K Cells secrete Gastric-Inhibitory Peptide (GIP), in response to chyme entering the small intestine. GIP has a misleading name as it actually stimulates insulin release, ready to put the newly digested carbohydrates into cells for storage.

Finally, Enterochromaffin Cells are mechanically stimulated by the presence of chyme in the small intestine. They release serotonin, which acts on the enteric nervous system to activate the cystic fibrosis transmembrane regulators (CFTR). This ion channel secretes Cl ions into the intestinal lumen, with Na+ ions and H2O following. Na+ is required in the lumen for the absorption of a number of nutrients.


The small intestine receives secretory products from other abdominal viscera.

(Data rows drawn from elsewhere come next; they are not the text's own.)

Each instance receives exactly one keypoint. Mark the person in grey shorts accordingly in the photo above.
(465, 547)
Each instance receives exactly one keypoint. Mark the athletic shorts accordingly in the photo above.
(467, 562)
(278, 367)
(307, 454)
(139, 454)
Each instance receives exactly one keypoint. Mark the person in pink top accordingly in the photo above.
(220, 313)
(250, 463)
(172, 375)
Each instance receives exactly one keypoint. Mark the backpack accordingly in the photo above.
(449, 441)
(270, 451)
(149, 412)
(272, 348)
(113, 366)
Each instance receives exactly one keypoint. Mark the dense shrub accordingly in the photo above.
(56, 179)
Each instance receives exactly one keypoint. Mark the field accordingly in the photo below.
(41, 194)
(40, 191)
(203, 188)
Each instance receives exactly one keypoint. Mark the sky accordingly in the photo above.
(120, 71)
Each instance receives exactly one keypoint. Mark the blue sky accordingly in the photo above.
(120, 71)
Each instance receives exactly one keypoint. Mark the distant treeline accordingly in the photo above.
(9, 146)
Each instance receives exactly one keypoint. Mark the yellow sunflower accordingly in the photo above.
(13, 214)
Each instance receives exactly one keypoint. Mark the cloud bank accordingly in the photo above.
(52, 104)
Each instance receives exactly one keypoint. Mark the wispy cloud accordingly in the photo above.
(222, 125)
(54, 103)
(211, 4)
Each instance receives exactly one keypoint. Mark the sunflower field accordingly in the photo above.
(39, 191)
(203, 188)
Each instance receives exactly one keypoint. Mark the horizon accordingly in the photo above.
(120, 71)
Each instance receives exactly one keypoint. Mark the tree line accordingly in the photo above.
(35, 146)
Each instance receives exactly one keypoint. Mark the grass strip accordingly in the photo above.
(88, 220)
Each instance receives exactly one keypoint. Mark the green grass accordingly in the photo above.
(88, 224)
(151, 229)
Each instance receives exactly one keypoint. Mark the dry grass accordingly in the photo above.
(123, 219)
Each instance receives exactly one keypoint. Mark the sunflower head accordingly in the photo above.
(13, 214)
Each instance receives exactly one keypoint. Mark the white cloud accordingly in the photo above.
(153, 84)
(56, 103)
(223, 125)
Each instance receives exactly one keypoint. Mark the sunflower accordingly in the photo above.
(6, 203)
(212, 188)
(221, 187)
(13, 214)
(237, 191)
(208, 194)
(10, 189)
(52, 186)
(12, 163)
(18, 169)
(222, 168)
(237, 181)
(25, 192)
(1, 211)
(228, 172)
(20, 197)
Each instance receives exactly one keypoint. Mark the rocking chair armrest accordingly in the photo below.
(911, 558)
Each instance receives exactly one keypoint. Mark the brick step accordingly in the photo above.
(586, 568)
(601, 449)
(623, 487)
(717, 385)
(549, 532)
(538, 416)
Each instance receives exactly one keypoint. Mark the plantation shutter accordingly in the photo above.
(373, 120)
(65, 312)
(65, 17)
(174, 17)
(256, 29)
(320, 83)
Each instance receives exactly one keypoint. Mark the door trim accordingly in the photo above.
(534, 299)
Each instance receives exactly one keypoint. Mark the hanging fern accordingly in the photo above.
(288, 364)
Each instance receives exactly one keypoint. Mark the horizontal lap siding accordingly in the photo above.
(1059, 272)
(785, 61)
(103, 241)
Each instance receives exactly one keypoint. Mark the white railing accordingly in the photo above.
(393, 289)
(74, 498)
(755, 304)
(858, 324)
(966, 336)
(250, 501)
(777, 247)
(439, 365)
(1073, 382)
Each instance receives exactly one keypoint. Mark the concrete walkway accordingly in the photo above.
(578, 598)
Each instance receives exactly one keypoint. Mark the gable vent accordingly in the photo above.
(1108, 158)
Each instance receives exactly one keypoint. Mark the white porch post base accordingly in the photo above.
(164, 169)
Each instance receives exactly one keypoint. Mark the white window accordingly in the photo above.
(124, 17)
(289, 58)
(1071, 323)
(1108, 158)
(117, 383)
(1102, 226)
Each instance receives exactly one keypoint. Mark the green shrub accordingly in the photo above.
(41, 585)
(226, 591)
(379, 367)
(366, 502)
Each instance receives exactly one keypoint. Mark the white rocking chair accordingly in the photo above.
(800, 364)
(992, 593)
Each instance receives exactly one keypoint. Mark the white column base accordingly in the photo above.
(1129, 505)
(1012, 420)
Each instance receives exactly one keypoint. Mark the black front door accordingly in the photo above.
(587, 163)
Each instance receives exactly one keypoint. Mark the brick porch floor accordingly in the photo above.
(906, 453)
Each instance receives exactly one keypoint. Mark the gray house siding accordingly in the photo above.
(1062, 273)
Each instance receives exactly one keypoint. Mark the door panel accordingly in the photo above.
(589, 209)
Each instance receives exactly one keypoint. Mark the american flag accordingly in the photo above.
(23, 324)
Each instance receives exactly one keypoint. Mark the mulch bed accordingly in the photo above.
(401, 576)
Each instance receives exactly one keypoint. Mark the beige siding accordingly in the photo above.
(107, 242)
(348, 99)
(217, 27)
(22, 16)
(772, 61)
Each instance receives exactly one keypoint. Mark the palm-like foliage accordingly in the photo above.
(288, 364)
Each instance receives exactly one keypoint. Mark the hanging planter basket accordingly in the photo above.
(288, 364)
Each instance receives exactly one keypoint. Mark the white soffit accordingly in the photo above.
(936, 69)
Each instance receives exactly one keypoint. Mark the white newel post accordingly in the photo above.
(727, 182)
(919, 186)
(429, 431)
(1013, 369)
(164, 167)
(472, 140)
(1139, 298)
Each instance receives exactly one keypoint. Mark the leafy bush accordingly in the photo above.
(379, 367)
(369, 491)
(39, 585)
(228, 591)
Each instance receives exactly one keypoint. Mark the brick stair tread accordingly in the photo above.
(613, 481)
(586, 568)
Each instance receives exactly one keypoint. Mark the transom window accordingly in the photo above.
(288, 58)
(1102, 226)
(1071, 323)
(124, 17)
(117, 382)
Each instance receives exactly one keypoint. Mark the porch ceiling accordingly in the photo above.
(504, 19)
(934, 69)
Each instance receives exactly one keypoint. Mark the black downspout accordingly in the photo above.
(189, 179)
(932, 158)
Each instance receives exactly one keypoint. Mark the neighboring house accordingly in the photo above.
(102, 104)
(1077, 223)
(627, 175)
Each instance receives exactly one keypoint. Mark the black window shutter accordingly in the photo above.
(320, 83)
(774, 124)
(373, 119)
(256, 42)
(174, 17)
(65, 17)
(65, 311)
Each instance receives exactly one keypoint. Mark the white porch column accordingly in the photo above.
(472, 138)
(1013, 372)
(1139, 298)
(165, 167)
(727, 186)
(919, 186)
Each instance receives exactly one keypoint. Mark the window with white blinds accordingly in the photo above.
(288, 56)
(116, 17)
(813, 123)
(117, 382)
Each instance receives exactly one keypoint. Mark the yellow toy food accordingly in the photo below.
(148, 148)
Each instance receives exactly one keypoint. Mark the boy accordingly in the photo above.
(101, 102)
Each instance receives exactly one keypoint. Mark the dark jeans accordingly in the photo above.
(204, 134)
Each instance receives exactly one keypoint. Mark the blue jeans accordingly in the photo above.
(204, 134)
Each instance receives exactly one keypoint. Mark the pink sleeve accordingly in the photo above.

Here, we shall look at the exact mechanism of their secretion, and how they aid intestinal function.

There are three main substances that the small intestine receives: bile, pancreatic enzymes and alkaline juice (HCO3). Bile serves an important role in lipid digestion, and is secreted from the gallbladder into the common bile duct, in response to CCK. Pancreatic enzymes and alkaline juice are secreted from the pancreas into the pancreatic duct, in response to CCK and secretin.

Further information on the production of bile can be found here.

The common bile duct and pancreatic duct unite to form the hepatopancreatic ampulla (also known as the Ampulla of Vater). This opens out onto the internal surface of the duodenum, and is marked by the major duodenal papilla.

The major duodenal papilla serves as an important anatomical landmark, as it is where the embryonic foregut becomes midgut. The secretions into the small intestine are regulated by the sphincter of Oddi.

Fig 3 – The biliary system with the landmarks.

Pancreatic Enzymes

The pancreas plays an important role in digestion, as it produces many of the enzymes needed in digestion. These enzymes come in two forms. Some enzymes are already active, such as pancreatic lipase and pancreatic amylase, whilst some are secreted as inactive enzymes such as trypsinogen.

The inactive enzymes are released as zymogens (precursors of the active form) – this prevent the enzymes digesting the pancreas itself. Trypsinogen is converted to trypsin (active form) in the small intestine by coming into contact with the brush border enzyme enterokinase. Trypsin then converts the remaining inactive proteases to their active form.

Further information on the exocrine pancreas can be found here.

Clinical Relevance – Coeliac Disease

Coeliac disease is a condition which causes inflammation of the small intestine. It is autoimmune in aetiology, and affects roughly 1 in 100 people.

The immune-mediated damage of the small intestine occurs secondary to gluten exposure. When gluten is absorbed, it is broken down into a number of products. One product is gliadin, a protein. In coeliac disease, gliadin is presented to the T cells of the immune system as a foreign antigen. This stimulates the production of antibodies against gliadin and an inflammatory response to occur.

Fig 4 – Image showing massive lymphocyte infiltration in Coeliac disease.

In children, clinical features include abdominal distension, diarrhoea and a failure to thrive. Adults present with chronic diarrhoea and bloating. Small blisters can appear on the skin (dermatitis hepatiformis) due to deposits of IgA. Adults may also present with symptoms of malabsorption.

Serology and biopsy are the two main investigations for coeliac disease. Antibodies against gliadin and its other products can be found in the plasma. A biopsy of the small intestine shows flattening of the villi and hyperplasia of the crypts, with an increased number of intraepithelial lymphocytes present. Villous atrophy can also be described in the biopsy.

The treatment for coeliac disease is a gluten-free diet.